Spotlight
The Wright Awards Discriminate Against Canadians
By Hervé St-Louis
August 11, 2008 - 22:22





doug_wright_logo_colour.jpg
Awards Logo and Design by Alan Hunt
While the top news concerning the 2008 Wrights Awards is about the comic book creators who received, prizes on August 8, 2008, the main news as far as The Comic Book Bin is concerned, is the refusal of the Wright Awards to consider Canadian original comic books published in French. In the view of the Comic Book Bin, the refusal of the Wright Awards’ to consider French language works makes us challenge their legitimacy as a Canadian comic book award.

The Giants of the North organization, created the Wright Awards in 2005. The awards are named after cartoonist Doug Wright who created several comic strips published in various newspapers between 1948 and 1980. One of the regulations of the Wright Awards is that they will only consider Canadian comic books published in English. They accept pantomime comic books (shut up and be beautiful) and French works translated into English.

 A few notes first. I do not use the word French Canadian to describe French speaking Canadians. Hyphenated people are half people. I refer to myself and other French speaking Canadian as a Canadien, which is French for Canadian.

Canada is a bilingual country. French and English are equal in law. While many English speakers would like to erase part of Canadian history, assimilate all Canadiens or just contain them to the French speaking province of Quebec, there are Canadiens in all cities and all regions of Canada. Canadiens founded many Canadian and American cities. Toronto, Calgary, Detroit, St.Louis, were all founded by Canadiens. Canada, although we like to ignore Native people, was a pact made by French and English settlers.

Here’s an example of how the policy of the Wright Awards to exclude original comic books made in French works. If the Harvey Awards, were to refuse all comic books by blacks or women, until they bleached their skin white or undergo hormone therapy to change their gender, it would be clear to everybody that their policy and the support of those awards was morally wrong.

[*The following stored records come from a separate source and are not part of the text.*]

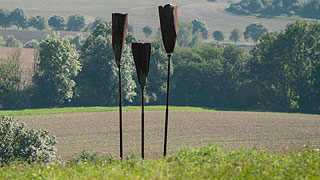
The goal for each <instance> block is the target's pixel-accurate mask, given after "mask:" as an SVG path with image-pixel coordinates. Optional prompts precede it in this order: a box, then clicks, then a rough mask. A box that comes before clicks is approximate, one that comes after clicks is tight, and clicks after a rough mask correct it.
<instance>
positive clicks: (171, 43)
mask: <svg viewBox="0 0 320 180" xmlns="http://www.w3.org/2000/svg"><path fill="white" fill-rule="evenodd" d="M159 17H160V27H161V34H162V40H163V44H164V47H165V49H166V52H167V53H168V54H169V53H173V51H174V46H175V44H176V40H177V35H178V7H177V6H176V5H172V4H167V5H165V6H164V7H163V6H159Z"/></svg>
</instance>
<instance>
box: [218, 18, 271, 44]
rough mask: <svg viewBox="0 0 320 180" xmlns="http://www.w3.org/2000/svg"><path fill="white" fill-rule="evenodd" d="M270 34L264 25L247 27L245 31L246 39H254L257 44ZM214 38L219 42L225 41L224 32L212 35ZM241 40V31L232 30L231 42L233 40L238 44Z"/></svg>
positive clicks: (261, 24) (244, 33)
mask: <svg viewBox="0 0 320 180" xmlns="http://www.w3.org/2000/svg"><path fill="white" fill-rule="evenodd" d="M266 32H268V29H267V28H266V27H265V26H264V25H263V24H262V23H257V22H255V23H252V24H250V25H248V26H247V27H246V30H245V31H244V33H243V35H244V39H245V40H247V41H248V40H249V39H252V40H253V41H254V43H256V42H257V41H258V40H259V38H260V37H261V36H262V35H263V34H264V33H266ZM212 37H213V38H214V39H215V40H216V41H217V42H218V41H223V40H224V35H223V32H222V31H220V30H216V31H214V32H213V33H212ZM240 38H241V33H240V30H239V29H234V30H232V32H231V34H230V37H229V40H232V41H234V42H235V44H236V43H237V41H239V40H240Z"/></svg>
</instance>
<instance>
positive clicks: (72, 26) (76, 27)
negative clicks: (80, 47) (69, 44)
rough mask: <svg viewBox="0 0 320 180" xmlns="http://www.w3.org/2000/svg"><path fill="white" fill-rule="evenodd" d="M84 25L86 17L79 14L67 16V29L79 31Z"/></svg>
mask: <svg viewBox="0 0 320 180" xmlns="http://www.w3.org/2000/svg"><path fill="white" fill-rule="evenodd" d="M85 26H86V19H85V18H84V16H82V15H80V14H73V15H71V16H69V18H68V22H67V31H81V30H82V29H83V28H84V27H85Z"/></svg>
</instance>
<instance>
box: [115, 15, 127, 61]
mask: <svg viewBox="0 0 320 180" xmlns="http://www.w3.org/2000/svg"><path fill="white" fill-rule="evenodd" d="M127 23H128V14H120V13H113V14H112V48H113V52H114V56H115V59H116V61H117V64H120V63H121V56H122V49H123V46H124V43H125V37H126V31H127Z"/></svg>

In the world of Canadian comic books, the lack of sensitivity and that latent will to discredit the French identity of this country are alive and thriving. When the people of the Doug Wright Awards speak to the media, nominate creators, award hall of fame status to creators, they do so with the full knowledge that they are rejecting a quarter of all Canadians whose language is French and a half of all original comic books published in Canada.

You see, a dirty secret of Canada, is that Canadiens produce as much cultural works as their English counterparts, if not more in many cases. Canadiens support the cultural output of their creators. In the comic book world, many series that have been reviewed and covered by other news sites were labelled as European comic books, although Canadiens made them here, in Canada.

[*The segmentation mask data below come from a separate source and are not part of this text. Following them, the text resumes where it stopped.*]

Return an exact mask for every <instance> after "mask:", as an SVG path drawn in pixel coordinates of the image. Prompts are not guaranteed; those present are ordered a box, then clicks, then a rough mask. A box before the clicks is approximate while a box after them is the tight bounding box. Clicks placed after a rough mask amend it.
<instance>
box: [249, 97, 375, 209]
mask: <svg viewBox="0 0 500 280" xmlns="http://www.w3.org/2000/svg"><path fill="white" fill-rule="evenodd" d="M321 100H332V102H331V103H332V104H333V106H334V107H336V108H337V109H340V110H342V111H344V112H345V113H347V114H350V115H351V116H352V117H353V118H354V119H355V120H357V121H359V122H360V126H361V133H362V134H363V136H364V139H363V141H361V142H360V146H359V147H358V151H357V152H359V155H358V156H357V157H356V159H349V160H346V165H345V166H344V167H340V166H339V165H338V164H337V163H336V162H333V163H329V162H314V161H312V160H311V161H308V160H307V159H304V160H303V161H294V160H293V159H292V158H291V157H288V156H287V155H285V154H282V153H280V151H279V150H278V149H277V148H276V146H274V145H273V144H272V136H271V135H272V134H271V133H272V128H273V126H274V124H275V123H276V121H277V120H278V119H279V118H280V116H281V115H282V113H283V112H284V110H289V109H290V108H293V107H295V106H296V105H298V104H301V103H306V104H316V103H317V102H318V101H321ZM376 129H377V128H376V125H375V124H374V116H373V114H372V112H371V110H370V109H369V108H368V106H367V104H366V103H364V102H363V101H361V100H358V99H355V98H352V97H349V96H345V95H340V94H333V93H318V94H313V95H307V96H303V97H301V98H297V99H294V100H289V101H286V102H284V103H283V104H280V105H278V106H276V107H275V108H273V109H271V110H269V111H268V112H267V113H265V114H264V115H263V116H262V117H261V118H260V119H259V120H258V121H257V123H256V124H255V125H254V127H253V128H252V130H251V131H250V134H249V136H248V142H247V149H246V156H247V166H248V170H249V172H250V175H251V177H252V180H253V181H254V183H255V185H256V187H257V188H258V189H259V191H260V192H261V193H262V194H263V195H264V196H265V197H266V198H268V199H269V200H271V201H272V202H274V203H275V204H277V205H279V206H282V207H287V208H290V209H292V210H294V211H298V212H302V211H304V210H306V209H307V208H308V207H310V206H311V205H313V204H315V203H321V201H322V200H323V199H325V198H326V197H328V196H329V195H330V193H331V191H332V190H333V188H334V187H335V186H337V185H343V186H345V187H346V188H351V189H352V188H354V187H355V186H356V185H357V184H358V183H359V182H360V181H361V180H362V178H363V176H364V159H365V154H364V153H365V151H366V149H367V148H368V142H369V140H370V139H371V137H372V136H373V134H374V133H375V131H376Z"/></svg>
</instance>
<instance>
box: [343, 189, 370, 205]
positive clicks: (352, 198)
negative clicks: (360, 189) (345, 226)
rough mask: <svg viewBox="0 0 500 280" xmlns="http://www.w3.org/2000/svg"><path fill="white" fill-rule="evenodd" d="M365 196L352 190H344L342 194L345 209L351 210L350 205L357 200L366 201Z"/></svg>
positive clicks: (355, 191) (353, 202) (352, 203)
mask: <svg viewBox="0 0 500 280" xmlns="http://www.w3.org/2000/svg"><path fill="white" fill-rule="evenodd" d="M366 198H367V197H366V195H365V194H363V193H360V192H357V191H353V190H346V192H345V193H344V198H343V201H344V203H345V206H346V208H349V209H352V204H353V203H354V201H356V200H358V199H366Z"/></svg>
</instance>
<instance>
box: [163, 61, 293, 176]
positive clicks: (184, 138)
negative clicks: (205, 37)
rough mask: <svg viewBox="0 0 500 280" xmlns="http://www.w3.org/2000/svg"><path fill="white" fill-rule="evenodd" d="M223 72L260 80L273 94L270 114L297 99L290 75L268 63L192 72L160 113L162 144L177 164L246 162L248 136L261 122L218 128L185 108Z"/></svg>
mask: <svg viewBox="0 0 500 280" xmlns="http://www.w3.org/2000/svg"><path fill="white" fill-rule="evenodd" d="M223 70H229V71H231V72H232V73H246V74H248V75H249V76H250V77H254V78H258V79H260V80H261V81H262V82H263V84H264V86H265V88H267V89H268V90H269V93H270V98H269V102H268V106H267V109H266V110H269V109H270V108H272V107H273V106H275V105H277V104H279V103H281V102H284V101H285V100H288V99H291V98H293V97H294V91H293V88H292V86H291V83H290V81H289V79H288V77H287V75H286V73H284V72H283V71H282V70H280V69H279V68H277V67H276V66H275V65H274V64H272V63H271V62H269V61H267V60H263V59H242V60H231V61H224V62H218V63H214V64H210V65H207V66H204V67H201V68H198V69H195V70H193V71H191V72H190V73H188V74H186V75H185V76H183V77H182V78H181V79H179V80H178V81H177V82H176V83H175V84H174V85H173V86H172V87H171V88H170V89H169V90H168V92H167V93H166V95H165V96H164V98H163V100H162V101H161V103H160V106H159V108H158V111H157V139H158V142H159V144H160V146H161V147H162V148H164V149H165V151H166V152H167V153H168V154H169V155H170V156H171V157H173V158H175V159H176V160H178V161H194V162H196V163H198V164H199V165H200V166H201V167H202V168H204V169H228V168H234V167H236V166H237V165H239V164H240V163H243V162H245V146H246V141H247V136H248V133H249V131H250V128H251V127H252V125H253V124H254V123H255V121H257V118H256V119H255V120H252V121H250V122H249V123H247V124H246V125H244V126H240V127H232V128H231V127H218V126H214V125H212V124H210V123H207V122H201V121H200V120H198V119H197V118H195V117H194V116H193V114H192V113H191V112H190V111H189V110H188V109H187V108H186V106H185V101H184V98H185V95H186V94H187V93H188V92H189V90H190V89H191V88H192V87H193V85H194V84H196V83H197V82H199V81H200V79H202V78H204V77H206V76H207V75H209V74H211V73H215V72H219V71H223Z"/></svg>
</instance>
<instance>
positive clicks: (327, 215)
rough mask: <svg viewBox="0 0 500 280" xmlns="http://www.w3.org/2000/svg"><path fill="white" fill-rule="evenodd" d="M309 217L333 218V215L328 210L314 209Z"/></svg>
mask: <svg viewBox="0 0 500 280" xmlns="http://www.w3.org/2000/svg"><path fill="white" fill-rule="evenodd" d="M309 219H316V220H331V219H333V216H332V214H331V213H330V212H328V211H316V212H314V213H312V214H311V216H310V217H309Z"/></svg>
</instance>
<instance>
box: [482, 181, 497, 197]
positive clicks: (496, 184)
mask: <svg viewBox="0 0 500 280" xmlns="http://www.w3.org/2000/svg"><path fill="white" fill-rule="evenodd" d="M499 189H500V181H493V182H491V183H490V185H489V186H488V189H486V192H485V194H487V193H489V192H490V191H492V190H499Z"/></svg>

Were the Wright labelled as English Canadian Awards – they would best represent what they are. But I found no specific mention that the awards were strictly for English Canadians, although they are in practice.

An English Canadian award is not national in scope and thus cannot call itself a Canadian award without a qualifier. Only when both French and English comic books are welcomed in their original forms will the Wright Awards be able to claim to honour all Canadian comic book artists.

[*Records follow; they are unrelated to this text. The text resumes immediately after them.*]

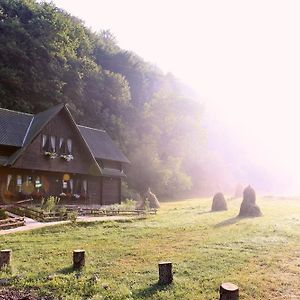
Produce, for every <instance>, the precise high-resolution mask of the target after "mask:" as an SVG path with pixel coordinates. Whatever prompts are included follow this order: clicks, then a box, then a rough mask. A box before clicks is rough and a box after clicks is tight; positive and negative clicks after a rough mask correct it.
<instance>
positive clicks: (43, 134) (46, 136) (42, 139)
mask: <svg viewBox="0 0 300 300" xmlns="http://www.w3.org/2000/svg"><path fill="white" fill-rule="evenodd" d="M47 141H48V137H47V135H46V134H42V150H43V151H47V150H48V149H47V148H48V145H47V144H48V143H47Z"/></svg>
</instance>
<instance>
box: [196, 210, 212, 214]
mask: <svg viewBox="0 0 300 300" xmlns="http://www.w3.org/2000/svg"><path fill="white" fill-rule="evenodd" d="M212 212H213V211H211V210H208V211H200V212H198V213H197V215H205V214H210V213H212Z"/></svg>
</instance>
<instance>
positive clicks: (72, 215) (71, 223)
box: [68, 211, 78, 225]
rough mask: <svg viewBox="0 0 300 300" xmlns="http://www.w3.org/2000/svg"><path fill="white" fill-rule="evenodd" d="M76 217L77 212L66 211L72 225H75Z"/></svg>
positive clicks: (68, 217)
mask: <svg viewBox="0 0 300 300" xmlns="http://www.w3.org/2000/svg"><path fill="white" fill-rule="evenodd" d="M77 218H78V212H77V211H72V212H70V213H68V220H70V222H71V224H72V225H76V223H77Z"/></svg>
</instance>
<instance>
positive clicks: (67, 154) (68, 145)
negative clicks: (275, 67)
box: [66, 139, 73, 155]
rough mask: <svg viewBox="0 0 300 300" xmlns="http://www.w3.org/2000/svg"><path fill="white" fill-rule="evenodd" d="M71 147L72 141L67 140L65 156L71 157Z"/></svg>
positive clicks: (69, 140)
mask: <svg viewBox="0 0 300 300" xmlns="http://www.w3.org/2000/svg"><path fill="white" fill-rule="evenodd" d="M72 148H73V145H72V140H71V139H67V147H66V154H67V155H71V154H72V152H73V149H72Z"/></svg>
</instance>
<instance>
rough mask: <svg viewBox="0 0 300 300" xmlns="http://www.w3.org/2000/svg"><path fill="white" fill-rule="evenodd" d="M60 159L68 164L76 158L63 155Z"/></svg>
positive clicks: (71, 156) (65, 154)
mask: <svg viewBox="0 0 300 300" xmlns="http://www.w3.org/2000/svg"><path fill="white" fill-rule="evenodd" d="M60 157H61V158H62V159H64V160H65V161H67V162H69V161H71V160H73V159H74V156H73V155H72V154H62V155H61V156H60Z"/></svg>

Requesting Canadiens comic books to be published in English sets a double standard against them. They first must qualify by being published in French, and then qualify a second time by being published in English. Alternatively, the Canadiens creators could publish their projects directly in English and ignore their native language, which only encourages assimilation.

The solutions I see for the Wright Awards is to clearly label themselves as English Canadian only (while refusing translations from the French) or, accept French comic books in their original form. Option #2 would mean starting a dialogue and inviting Canadiens to the Wright Awards' table and start learning a bit of French.

Although The Comic Book Bin wishes to congratulate the winners of the 2008 Wright Awards, we cannot recognize them and accept their legitimacy, until they stop their discrimination against Canadian creators whose original comic books are published in French.